25

I am trying to write out a large partitioned dataset to disk with Spark and the partitionBy algorithm is struggling with both of the approaches I've tried.

The partitions are heavily skewed - some of the partitions are massive and others are tiny.

Problem #1:

When I use repartition before partitionBy, Spark writes all partitions as a single file, even the huge ones

val df = spark.read.parquet("some_data_lake")
df
  .repartition('some_col).write.partitionBy("some_col")
  .parquet("partitioned_lake")

This takes forever to execute because Spark isn't writing the big partitions in parallel.
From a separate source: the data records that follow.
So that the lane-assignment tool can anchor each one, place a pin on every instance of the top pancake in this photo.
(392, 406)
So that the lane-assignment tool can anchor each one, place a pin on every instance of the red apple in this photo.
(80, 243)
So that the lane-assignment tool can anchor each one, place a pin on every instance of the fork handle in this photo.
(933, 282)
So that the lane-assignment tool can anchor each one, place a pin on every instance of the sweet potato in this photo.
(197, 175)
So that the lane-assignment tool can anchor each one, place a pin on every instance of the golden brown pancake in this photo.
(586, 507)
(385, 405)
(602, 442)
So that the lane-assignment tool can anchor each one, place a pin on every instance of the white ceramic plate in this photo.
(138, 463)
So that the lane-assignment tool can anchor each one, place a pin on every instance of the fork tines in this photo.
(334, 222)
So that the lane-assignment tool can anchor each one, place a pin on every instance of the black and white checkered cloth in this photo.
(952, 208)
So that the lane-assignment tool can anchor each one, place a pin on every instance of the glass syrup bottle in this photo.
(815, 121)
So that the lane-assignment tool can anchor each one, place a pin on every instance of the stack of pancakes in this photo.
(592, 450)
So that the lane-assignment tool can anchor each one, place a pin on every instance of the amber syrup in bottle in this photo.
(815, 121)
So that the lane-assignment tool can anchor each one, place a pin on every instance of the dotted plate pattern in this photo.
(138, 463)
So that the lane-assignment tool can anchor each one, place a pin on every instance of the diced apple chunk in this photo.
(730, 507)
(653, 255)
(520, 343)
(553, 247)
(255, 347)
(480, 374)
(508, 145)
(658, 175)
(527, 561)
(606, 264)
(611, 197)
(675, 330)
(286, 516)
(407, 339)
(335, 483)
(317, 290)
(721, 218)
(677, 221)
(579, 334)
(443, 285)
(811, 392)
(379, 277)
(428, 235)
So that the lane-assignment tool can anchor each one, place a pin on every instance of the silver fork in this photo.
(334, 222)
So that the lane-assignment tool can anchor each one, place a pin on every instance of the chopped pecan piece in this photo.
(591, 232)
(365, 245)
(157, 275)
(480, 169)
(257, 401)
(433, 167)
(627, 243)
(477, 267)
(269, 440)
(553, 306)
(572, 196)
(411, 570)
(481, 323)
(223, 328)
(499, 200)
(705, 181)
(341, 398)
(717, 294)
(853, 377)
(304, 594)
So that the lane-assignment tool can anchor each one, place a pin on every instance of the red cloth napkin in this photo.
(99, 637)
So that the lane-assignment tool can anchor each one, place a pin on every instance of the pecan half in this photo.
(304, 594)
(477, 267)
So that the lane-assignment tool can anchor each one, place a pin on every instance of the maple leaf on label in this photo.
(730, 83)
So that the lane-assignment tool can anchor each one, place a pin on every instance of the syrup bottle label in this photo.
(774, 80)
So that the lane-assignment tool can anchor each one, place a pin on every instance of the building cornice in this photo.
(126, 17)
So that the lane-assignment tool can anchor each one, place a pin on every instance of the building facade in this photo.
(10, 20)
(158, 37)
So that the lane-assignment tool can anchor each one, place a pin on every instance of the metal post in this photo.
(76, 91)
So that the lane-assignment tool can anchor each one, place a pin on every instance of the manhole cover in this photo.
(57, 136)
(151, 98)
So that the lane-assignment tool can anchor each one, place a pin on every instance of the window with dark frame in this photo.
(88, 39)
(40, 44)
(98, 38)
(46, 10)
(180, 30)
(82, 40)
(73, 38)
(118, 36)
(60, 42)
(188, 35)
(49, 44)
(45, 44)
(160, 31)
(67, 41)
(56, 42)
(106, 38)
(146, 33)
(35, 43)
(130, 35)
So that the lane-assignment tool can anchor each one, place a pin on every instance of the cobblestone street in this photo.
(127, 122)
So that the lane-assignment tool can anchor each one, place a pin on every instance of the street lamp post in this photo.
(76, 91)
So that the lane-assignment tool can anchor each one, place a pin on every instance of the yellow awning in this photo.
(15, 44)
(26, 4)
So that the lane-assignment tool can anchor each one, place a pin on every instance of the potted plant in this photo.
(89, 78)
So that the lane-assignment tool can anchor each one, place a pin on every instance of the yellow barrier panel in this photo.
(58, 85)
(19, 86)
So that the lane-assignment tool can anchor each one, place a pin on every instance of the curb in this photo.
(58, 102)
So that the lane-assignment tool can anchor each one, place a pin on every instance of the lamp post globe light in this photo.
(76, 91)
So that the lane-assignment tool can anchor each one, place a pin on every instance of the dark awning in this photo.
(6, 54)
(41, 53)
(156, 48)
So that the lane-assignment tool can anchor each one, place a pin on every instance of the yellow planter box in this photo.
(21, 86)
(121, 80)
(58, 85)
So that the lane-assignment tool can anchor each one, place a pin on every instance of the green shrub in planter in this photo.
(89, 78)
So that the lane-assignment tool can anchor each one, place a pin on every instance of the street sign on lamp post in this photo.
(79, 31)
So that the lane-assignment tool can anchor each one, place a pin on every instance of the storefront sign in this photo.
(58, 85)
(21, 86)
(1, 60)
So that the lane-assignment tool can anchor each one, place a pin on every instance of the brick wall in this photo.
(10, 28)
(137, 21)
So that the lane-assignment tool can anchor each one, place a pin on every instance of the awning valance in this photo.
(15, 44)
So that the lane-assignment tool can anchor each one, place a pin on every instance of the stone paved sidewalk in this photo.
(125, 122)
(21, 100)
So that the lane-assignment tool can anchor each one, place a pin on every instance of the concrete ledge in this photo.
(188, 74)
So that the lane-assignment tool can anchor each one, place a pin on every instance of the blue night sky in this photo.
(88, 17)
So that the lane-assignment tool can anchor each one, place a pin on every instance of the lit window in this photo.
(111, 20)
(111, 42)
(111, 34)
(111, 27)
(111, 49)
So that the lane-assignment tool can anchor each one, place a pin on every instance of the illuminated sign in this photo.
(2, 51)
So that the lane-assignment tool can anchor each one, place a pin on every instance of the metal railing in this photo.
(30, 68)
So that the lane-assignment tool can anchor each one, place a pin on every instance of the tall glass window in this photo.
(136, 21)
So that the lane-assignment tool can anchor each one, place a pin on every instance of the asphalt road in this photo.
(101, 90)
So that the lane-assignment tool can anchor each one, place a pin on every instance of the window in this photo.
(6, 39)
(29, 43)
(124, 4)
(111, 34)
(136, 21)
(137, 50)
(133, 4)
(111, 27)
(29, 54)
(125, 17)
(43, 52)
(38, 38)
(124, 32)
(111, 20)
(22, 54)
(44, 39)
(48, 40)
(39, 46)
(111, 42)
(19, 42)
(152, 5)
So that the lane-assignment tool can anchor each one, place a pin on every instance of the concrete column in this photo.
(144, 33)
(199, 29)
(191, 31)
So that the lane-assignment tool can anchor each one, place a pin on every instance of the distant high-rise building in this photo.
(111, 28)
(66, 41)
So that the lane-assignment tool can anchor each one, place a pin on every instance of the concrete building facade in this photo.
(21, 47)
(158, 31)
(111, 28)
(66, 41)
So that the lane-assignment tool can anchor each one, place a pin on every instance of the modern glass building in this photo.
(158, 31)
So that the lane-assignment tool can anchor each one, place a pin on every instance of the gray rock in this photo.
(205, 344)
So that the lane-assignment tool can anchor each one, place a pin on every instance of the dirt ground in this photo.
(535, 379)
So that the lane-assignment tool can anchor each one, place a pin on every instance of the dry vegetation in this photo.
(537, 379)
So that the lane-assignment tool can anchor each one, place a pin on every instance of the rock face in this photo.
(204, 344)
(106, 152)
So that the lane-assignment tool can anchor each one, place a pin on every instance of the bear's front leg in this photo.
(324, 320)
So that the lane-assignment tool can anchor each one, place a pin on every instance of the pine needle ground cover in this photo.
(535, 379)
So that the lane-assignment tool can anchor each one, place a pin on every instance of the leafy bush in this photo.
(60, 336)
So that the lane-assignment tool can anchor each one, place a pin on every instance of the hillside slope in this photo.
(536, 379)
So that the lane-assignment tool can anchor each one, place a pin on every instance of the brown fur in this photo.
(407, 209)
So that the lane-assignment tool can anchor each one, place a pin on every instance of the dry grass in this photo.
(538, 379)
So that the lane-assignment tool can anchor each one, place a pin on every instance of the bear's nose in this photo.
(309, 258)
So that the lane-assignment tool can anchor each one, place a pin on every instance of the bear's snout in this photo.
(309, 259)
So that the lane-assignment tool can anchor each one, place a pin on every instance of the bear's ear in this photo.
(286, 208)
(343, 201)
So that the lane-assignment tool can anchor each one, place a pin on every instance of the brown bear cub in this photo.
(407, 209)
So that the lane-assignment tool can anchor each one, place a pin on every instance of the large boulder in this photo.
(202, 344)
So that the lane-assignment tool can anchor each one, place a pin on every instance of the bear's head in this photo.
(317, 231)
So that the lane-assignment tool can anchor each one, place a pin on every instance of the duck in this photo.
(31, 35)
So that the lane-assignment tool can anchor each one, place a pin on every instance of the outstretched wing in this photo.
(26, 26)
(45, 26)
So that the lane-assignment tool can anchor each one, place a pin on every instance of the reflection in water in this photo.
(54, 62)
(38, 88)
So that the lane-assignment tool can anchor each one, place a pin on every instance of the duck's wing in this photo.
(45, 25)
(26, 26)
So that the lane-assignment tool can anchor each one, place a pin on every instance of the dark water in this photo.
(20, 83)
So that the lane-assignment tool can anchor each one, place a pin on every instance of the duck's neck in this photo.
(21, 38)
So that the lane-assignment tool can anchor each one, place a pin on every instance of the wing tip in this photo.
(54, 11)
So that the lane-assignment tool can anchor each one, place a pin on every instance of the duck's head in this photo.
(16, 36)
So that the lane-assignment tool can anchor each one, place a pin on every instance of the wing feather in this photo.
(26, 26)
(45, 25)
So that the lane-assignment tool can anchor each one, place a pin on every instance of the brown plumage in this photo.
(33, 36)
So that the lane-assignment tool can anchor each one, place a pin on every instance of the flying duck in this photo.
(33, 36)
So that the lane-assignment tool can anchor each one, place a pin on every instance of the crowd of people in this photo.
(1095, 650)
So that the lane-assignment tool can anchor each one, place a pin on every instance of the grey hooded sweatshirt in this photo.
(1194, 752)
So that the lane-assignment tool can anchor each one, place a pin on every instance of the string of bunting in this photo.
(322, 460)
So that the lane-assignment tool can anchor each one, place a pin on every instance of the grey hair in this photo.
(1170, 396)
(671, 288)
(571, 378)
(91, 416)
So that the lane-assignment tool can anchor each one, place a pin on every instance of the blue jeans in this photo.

If one of the partitions has 1TB of data, Spark will try to write the entire 1TB of data as a single file.

Problem #2:

When I don't use repartition, Spark writes out way too many files.

This code will write out an insane number of files.

df.write.partitionBy("some_col").parquet("partitioned_lake")

I ran this on a tiny 8 GB data subset and Spark wrote out 85,000+ files!

When I tried running this on a production data set, one partition that has 1.3 GB of data was written out as 3,100 files.

What I'd like

I'd like for each partition to get written out as 1 GB files. So a partition that has 7 GB of data will get written out as 7 files and a partition that has 0.3 GB of data will get written out as a single file.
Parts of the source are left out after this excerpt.